> One of the features of sipXecs security is that we have a 
> permissions system that enforces access controls on dial 
> plans.  This is the foundation of our protections against 
> toll fraud - preventing unauthorized persons (and especially 
> outside attackers) from making toll calls through the PSTN 
> from the PBX.  Before a call can be made, the caller is 
> authenticated using SIP authentication, and we verify that 
> the authenticated identity has the permission required to use 
> the dial plan.
> If the caller can't be authenticated (as would be the case 
> for an outside caller), then there is no permission and so no call.
> 
> This feature does have downsides, however, in that it makes 
> some desirable configurations difficult or impossible.  The 
> most frequent example of this is gateway sharing across 
> federated systems:
> 
> If my company has offices in New York and London, each set up 
> as a separate sipXecs system like this:
> 
> PSTN (US) - gateway - pbx (NYC) -SIP- pbx (LON) - gateway - PSTN (UK)
> 
> it would be nice for me to be able to configure each system 
> to route calls through the other when that would result in 
> lower cost calling (usually called 'toll bypass').  Today, 
> that won't work because the user administration of the two 
> systems is separate, so they can't authenticate to the other 
> system (note that in the planned sipXecs 5.0 multi-branch 
> support, it would be possible to have unified user administration).
> 
> Similarly, we now have configurations in which a sipXecs 
> system is being added to legacy systems using a SIP Trunk 
> through sipXbridge (often to support small branch off the 
> larger legacy system):
> 
>  PSTN - gateway - sipXecs - sipXbridge -SIP- PBX - pbx_phone
> 
> Again, it would be good to be able to support a phone on the 
> legacy PBX making a call through the SIP trunk and out the 
> sipXecs gateway.
> 
>         Note: these configurations could be set up today by 
> turning off
>         the permission requirements on the gateway dial plans: I
>         strongly advise that this _never_ be done.  If you do 
> it, count
>         on someday getting a really big phone bill (this is not
>         theoretical - it has happened on at least one misconfigured
>         system I know of: the attacker was sophisticated and set up a
>         high volume operation very quickly).
>         
> I'd like to explore solutions to allow these configurations 
> by having the sipXecs border element (the component that 
> first gets the connection from the 'other' system) 
> authenticate the connection itself, and tag any request 
> coming in on that connection as 'privileged' (note: not 
> 'trusted' - I want it to have some implied identity whose 
> permissions can be checked, not some blanket ability to 
> bypass security).
> 
> I think that this requires that both sipXproxy and sipXbridge 
> be able to act as the 'border element'.  The sipXproxy would 
> be used for connections that are 'full' SIP (as two sipXecs 
> system connected by a site-to-site rule), and the sipXbridge 
> for connections to legacy systems in which the intermediation 
> features (such as not forwarding REFER) created for ITSPs are needed.
> 
> In either case, a connection that is configured to be 
> privileged would attach a signed X-Sipx-Authidentity header 
> (which, incidentally, I'd like to change to 
> Sipxecs-Authidentity) with the identity configured for that 
> connection.  I _think_ that would prevent any further 
> challenges and give the call the permissions associated with 
> that identity.

A couple of questions on this.  How would the initiating system be able
to produce a signed authidentity that will be acceptable to the
receiving system?  Would we share a secret between the two systems?

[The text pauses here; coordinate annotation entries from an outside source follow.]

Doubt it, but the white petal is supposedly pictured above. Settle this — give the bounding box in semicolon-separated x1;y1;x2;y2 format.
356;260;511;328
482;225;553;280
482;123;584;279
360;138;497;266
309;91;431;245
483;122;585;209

How would we manage permissions? For the purposes of connecting to a
specific system, one could create several 'connection' identities with
varying degrees of permissions and associate the connection identity
with suitable permissions to a given site-to-site dialplan but this can
quickly become cumbersome to manage.  A possible alternative is to make
the assumption that permissions mean the same thing on both systems.
That way, when the initiating system passes a call to the other system,
it could encode in the authidentity it adds to the message a list of the
original caller's permissions and the receiving system would use those
permissions when deciding to authorize or not the call.

> My own preference would be to require that the connection be 
> mutually authenticated with TLS ('authentication' based on 
> just an IP source address is notoriously easy to defeat).

TLS would of course be ideal but could be a ways away.